My dh always told me "NO wheelchair"...well...the time came at the age of 65 and 3 months before he passed. He loved it once he got use to it. I would run through the house with him and he even laughed. I put a bell on the arm and a small American flag. He called it his car. It made it so much easier for me and I could wheel him right up to the table for meals or a snack when he was still eating. It is what it is and most have to just accept that....My suggestion is to let him know you think it is a great idea and a fun type thing. Good luck to you.
It's hard Marilyn, so sorry. Lynn had a lot of falls and he too went from walking to a wheelchair. (no progression to cane walker etc.) It was really hard at first to see. He can't walk at all now but we do use the stand lift just to give his legs and lungs a little workout. It has made a huge difference in his lung function. If he can walk with assistance, I would try to keep him walking a short distance each day for this reason. ((hugs))
Yes I too am so sorry for you sadness Marilyn and send love your way. You were so helpful and straight up with me when I was in the deep crisis with Dado. It is very surreal to me reading your post, as things happened at lightning speed here and in only two years from diagnosis he was in a wheelchair. What a crazy unpredictable disease! I am so sad for all of you, and in a way...glad that Dado does likely not have to suffer for too many more years. Of course this I do not really know, but hope.
Love you MarilynMD and it will be fine with the wheelchair. You know, if it comes to the point where Steve is wheelchair bound most of the time, I really recommend that Roho pillow that Nikki told me about. He is not shifting in his chair so much now.

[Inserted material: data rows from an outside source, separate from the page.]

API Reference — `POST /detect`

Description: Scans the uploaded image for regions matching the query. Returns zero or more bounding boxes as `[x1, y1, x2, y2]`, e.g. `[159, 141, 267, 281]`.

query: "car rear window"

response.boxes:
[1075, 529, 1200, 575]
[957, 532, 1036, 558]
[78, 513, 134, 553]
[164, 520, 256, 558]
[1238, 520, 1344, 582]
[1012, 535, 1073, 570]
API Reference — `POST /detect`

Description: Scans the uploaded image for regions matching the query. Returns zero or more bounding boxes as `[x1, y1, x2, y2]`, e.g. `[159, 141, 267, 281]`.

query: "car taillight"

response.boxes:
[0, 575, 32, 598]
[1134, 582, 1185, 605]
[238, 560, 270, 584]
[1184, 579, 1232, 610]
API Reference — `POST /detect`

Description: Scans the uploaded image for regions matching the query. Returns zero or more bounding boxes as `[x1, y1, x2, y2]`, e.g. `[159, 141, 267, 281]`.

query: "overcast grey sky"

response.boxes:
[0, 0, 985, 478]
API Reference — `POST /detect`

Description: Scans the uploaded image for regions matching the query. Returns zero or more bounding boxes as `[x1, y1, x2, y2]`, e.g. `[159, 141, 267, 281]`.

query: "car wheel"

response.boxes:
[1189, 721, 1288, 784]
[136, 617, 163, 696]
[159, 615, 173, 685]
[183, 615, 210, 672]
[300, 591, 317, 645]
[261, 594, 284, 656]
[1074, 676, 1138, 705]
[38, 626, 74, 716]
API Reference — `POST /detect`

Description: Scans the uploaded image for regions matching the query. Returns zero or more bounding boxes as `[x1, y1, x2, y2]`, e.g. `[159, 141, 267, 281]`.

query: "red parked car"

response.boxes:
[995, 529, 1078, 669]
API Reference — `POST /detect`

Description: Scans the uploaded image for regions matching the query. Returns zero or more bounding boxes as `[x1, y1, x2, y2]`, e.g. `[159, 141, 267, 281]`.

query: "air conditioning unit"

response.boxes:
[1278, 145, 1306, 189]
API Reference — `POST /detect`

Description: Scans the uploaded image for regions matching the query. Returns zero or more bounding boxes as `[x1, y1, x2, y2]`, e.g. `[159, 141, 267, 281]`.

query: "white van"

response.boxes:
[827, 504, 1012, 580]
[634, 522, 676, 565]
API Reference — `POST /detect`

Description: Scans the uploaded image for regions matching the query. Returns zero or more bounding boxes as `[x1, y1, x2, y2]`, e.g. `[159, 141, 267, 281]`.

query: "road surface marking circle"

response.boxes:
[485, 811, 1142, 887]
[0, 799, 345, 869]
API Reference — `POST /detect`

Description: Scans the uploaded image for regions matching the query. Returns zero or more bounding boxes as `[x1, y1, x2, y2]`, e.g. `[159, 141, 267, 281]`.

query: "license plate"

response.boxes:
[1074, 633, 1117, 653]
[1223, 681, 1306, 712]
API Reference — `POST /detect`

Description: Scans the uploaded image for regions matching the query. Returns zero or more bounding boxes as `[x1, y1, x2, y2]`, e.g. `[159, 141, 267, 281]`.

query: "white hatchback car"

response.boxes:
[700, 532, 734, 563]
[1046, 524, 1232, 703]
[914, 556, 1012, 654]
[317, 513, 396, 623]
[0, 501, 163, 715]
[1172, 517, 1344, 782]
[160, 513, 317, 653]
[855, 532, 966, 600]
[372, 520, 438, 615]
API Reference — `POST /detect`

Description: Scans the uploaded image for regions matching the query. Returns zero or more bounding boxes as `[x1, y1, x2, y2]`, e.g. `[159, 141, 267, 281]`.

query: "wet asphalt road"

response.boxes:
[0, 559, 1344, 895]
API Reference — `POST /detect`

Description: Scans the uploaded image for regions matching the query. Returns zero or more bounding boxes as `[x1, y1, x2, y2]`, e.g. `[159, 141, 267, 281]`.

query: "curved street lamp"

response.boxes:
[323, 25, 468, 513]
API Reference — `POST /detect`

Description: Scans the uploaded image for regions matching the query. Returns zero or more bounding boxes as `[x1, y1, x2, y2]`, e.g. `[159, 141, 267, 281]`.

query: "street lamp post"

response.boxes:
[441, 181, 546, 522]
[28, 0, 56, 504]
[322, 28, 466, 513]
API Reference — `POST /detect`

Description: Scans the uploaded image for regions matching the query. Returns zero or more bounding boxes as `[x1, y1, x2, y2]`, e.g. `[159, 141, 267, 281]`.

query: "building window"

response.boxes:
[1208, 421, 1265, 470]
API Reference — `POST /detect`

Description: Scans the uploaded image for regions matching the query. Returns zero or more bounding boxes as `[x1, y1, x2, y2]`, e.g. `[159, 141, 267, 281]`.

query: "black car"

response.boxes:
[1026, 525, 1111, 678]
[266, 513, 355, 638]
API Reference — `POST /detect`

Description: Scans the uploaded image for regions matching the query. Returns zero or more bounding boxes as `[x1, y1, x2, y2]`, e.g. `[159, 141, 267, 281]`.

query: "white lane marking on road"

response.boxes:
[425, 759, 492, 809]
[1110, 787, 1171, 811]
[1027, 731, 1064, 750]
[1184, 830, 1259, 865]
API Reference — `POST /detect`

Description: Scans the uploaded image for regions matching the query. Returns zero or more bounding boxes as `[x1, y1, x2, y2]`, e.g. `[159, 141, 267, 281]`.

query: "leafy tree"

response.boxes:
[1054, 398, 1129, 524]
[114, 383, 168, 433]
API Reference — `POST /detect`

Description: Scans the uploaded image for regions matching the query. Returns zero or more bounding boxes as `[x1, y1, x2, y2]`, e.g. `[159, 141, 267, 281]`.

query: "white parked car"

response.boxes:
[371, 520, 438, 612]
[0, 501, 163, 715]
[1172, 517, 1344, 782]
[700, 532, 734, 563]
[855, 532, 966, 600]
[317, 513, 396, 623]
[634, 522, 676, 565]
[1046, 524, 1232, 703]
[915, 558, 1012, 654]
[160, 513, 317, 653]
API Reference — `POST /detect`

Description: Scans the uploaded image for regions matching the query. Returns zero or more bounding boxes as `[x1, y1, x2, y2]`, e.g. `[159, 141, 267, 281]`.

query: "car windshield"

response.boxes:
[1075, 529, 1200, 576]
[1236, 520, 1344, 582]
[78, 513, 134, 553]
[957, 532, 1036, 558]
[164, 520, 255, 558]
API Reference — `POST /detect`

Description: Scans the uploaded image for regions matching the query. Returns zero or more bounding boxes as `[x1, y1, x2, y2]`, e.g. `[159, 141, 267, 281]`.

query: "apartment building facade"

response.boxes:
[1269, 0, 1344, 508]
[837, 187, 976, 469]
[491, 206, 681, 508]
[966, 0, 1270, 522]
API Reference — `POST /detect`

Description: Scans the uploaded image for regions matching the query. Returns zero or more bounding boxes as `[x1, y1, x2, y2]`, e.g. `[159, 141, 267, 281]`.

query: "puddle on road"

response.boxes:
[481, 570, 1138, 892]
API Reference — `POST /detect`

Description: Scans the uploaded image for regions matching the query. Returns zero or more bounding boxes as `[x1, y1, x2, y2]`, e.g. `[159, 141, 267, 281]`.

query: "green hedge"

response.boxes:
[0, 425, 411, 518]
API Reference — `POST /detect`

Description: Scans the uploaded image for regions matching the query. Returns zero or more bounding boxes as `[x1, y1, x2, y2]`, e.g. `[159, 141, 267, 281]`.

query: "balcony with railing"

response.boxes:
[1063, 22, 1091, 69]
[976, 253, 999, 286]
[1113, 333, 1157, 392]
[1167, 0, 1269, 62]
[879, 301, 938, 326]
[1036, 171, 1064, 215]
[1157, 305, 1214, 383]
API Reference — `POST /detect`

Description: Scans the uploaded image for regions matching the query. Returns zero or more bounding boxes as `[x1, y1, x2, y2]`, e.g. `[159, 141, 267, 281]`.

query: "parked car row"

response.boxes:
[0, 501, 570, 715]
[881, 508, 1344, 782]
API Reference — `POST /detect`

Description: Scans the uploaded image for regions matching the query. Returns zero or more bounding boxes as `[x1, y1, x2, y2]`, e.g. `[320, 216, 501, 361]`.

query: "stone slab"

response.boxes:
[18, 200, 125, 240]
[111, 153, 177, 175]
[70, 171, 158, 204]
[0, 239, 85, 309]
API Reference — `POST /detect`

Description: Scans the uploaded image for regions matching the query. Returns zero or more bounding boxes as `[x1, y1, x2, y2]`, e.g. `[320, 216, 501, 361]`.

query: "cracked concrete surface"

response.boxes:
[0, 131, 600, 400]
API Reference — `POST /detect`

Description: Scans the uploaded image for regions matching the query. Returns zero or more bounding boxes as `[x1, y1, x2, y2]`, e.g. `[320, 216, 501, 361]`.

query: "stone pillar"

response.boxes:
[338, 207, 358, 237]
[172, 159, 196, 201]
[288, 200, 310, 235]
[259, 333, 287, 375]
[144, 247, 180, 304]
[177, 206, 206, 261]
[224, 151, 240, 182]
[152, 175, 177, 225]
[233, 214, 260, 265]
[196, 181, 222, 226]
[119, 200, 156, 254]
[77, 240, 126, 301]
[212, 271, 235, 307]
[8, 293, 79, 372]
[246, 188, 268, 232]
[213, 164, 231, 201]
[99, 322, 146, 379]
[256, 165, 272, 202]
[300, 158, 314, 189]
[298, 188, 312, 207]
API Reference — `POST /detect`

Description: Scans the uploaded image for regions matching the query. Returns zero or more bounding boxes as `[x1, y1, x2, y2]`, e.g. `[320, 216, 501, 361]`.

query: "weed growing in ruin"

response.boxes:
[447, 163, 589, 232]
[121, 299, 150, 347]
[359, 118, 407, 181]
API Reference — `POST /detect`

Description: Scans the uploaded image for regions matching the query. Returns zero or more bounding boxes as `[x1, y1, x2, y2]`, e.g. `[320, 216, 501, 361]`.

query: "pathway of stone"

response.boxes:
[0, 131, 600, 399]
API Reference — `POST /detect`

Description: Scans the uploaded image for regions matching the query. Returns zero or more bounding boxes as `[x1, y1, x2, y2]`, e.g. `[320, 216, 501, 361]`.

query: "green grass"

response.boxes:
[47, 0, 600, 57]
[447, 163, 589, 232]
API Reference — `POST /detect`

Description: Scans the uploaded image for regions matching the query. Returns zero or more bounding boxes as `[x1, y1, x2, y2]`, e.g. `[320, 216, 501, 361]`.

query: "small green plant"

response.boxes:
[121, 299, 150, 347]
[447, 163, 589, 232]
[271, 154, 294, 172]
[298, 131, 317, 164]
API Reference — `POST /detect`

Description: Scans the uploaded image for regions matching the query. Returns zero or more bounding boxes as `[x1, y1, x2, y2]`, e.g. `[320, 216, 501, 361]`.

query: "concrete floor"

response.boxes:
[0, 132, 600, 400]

Spoke to the physical therapist yesterday, and he has changed his mind. Steve is still too strong and ambulatory for a wheelchair. Even one that inclines towards the back wouldn't keep him from getting up and walking. He will just ask the staff to keep a closer eye on him. We both agreed that a fall that would send him to the hospital would have serious, if not fatal, consequences.
Marilyn, even with the chair I almost expect it. Maybe I'm conditioned that way because my dad's death from Parkinsons was hastened by two head-injuring falls, so this possibility is never far from my mind. It seems that Jeff's risk of falling is diminishing though, in direct proportion with his diminishing strength. Still...except for the fact that I don't want him to experience pain and trauma, I don't think dying from a head injury is worse than lingering to the point of bed-bound.
Yes, that's exactly it. My fear is that he'll sustain that kind of fall and I won't get there in time, or prevail upon the situation enough to insist that--whatever the injury--it be managed in place at the ALF.